House Calls for Development of Standards to Protect Electric Grid from Severe Space Weather Events
On Wednesday, the House passed the Grid Reliability and Infrastructure Defense (GRID) Act, H.R. 5026 (H. Rept. 111-493), whose purpose is to protect the U.S. bulk-power system and electric infrastructure. Cybersecurity and electromagnetic pulse (EMP) threats and vulnerabilities are addressed in the bill. The EMP vulnerabilities include severe space weather events, or “geomagnetic storms” as they are called in the bill.
Space weather refers to the effects on Earth and its environs of the Sun’s “coronal mass ejections” – more commonly known as solar flares. It has long been known that solar flares disrupt high frequency radio communications, but they can also disrupt the Earth’s magnetic field causing voltages in electric transmission lines that can damage the large transformers that are critical components of the electric grid. A 1989 power outage that affected a large swath of northeastern Canada was caused by such an event.
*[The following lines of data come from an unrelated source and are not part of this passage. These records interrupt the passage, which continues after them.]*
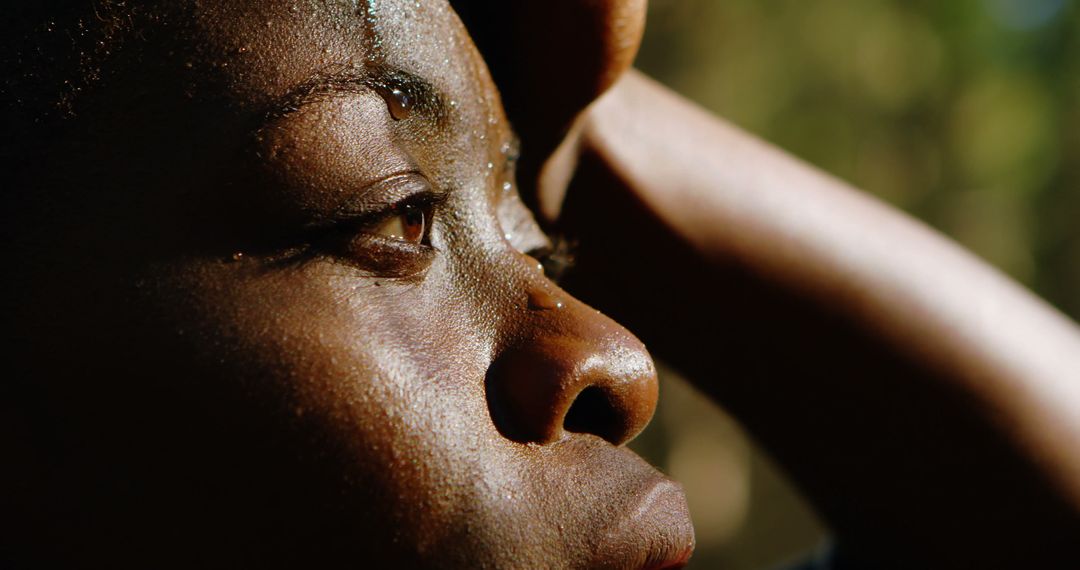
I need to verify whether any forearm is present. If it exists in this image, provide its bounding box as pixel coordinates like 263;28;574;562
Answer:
552;74;1080;565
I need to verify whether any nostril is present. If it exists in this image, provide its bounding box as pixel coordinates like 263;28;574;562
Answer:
563;385;626;445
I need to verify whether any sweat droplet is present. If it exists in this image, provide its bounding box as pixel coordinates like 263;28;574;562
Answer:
382;87;413;121
528;290;563;311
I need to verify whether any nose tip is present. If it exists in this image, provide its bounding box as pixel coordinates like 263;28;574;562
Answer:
487;323;658;445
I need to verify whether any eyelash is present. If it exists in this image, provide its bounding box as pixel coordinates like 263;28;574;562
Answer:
315;191;447;248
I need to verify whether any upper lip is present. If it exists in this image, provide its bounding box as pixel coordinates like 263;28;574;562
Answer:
597;471;694;570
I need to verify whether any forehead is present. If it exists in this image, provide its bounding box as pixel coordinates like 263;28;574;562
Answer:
185;0;502;130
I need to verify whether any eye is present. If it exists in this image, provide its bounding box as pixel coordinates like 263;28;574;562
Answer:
370;203;431;245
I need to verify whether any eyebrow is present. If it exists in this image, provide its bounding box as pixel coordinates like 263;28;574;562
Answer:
265;65;449;126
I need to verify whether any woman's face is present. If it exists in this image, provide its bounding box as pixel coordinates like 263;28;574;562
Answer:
14;0;693;568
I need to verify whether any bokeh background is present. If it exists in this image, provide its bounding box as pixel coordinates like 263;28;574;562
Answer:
635;0;1080;570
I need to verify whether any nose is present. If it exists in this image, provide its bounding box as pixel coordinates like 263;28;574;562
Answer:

With the world increasingly dependent on terrestrial electrical power grids, as well as terrestrial and space-based communications systems and satellite-based navigation and timing (GPS), the consequences of severe space weather events could be catastrophic. The National Research Council published a report in 2008 describing the potential societal and economic effects of severe space weather events and asked whether U.S. institutions are prepared “to cope with the effects of a ‘space weather Katrina,’ a rare, but according to historical records, not inconceivable eventuality?”
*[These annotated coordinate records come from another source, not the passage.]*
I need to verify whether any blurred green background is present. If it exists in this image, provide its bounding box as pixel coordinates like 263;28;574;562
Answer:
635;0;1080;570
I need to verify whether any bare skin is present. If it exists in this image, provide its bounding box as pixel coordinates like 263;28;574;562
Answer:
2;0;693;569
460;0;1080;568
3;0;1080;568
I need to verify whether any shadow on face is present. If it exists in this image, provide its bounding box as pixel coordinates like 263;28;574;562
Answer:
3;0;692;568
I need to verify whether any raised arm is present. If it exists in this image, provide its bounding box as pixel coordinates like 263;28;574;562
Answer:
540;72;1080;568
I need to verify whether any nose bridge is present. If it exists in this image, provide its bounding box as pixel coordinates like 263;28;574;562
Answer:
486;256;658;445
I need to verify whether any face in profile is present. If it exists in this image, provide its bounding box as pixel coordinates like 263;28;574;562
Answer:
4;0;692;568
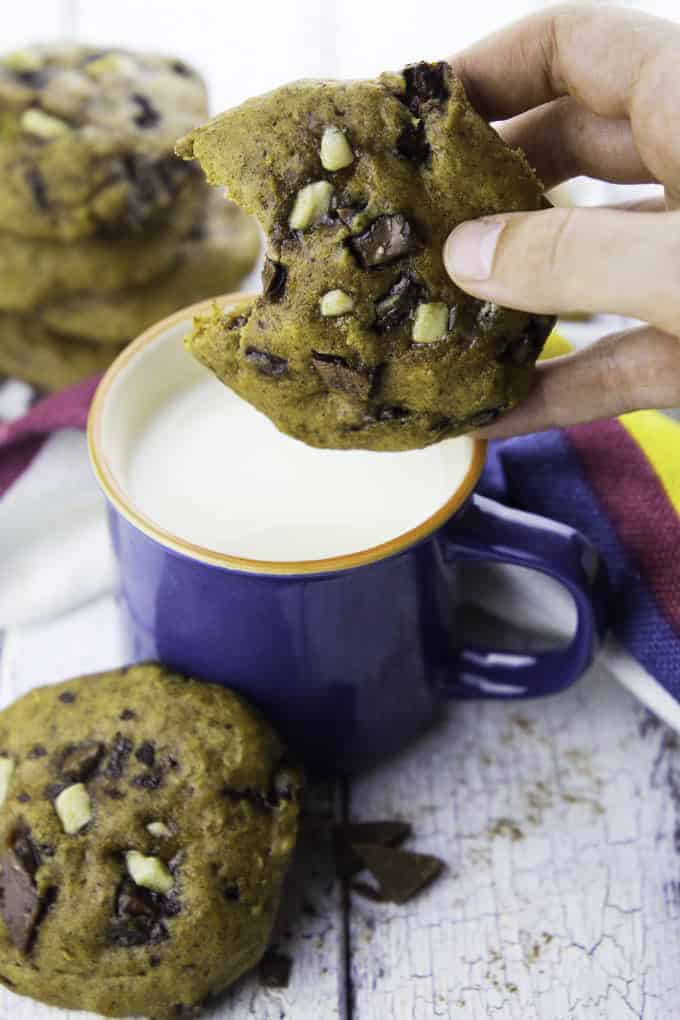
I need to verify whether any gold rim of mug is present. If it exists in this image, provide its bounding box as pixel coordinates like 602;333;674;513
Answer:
88;294;486;576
The GRID bill focuses on the electric grid only. Among its provisions is directing the Federal Energy Regulatory Commission (FERC), through its electric reliability organization, the North American Electric Reliability Corporation (NERC), to establish a reliability standard to protect the bulk power system from geomagnetic storms. FERC must “identify the nature and magnitude of the reasonably foreseeable geomagnetic storm events against which the standards should protect, similar to the identification of a ‘design basis threat.’ The standards must balance risks against the cost of protecting against those risks.”
At a meeting on space weather issues Tuesday, Dr. Chris Beck, a staff member for the House Homeland Security Committee, noted that there is no companion bill in the Senate. With the Senate moving slowly on most legislation, he does not expect the bill to reach the Senate floor, but was relatively optimistic that it might be incorporated into an appropriations bill.